Light was already beginning to seep in around the curtains when someone decided to lean on their car horn right outside my bedroom window at six a.m. on Thursday morning. I hated to start my days feeling homicidal but this was the price I paid to live in New York; occasionally, people were thoughtless dicks. Presumably there were thoughtless dicks everywhere but the horn honking really seemed much more prevalent here than anywhere else I’d ever been. Whether I liked it or not, I was awake and I knew the intelligent thing to do would be to stay awake. Either Alice or my alarm would go off by seven anyway and the extra hour would be meaningless, I’d feel worse than if I got up now. But I wasn’t intelligent, I was exhausted. As I rolled over onto my side, pulling the duvet up under my chin, Alex curled around me, pressing himself into my back and giving me another bone to deal with.
‘Alex,’ I breathed into my pillow as he ran his hand under the covers, down my arm, my waist, my hip, tiptoeing his calloused fingertips across my leg and tracing circles on my thigh. ‘I’m tired.’
He didn’t say anything.

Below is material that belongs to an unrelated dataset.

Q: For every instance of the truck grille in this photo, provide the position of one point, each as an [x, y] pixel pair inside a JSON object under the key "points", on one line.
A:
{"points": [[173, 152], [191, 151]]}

Instead I felt his warm body moving against the curves of my back, his fingers sliding upwards under the edge of my shorts.
‘It’s so early,’ I mumbled, smiling into my pillow.
‘You don’t have to do anything but lie there,’ Alex replied, lifting my hair up at the nape of my neck and pressing his lips against my skin. ‘Unless that sounds really creepy and you would like to be more actively involved.’
‘That sounds like a very workable plan,’ I replied, giving in as his hand slipped between my legs.
It had been a while since this had happened. And by ‘a while’ I meant more than month. I thought I knew what tired was before I had a baby – living with Jenny was hardly a relaxing experience, after all – but this was something else entirely. Motherhood utterly consumed me, mind, body and spirit. For the first six months, every ounce of my existence had gone into Alice and now, as I tried to pull back pieces of my life, I was even more exhausted than before. No matter what the baby books said, it was almost impossible to get yourself in the mood when you were so exhausted you felt like you were in a medically induced coma every time your head hit the pillow. No matter how hot your husband might be.
‘Alex, wait,’ I whispered, my voice catching in my throat as he pulled my T-shirt up over my head and the world turned pink for a moment as I untangled myself from the fabric.
‘What’s wrong?’ he asked, stopping immediately.
Wrangling my T-shirt back down, I offered him my best apologetic grimace.
‘I need a wee.’
Really I had to start working on my Kegel exercises.
‘Give me two seconds,’ I said, all arms and legs as I scrambled out the bed, running to the bathroom on tiptoes. A quick wee, a rinse around with mouthwash and, bloody hell, I thought as I caught sight of myself in the mirror, maybe we’ll go for a once-over with the micellar water, given that I got approximately none of my mascara off before I went to bed. Motherhood meant multitasking and I was well into my second cleanse, sitting on the loo, when I heard Alice start.
‘No, no, no,’ I chanted, dropping pads of used cotton wool in the bin. ‘Please go back to sleep. Mummy needs to get some.’
Looking down at my shorts and knickers, a pool of pale pink fabric on the bathroom floor, I sighed. My sleeping clothes were a sad state of affairs. I picked up the greying granny pants with my toe and tossed them in the trash, right on top of the cotton wool. So brazen for six o’clock in the morning.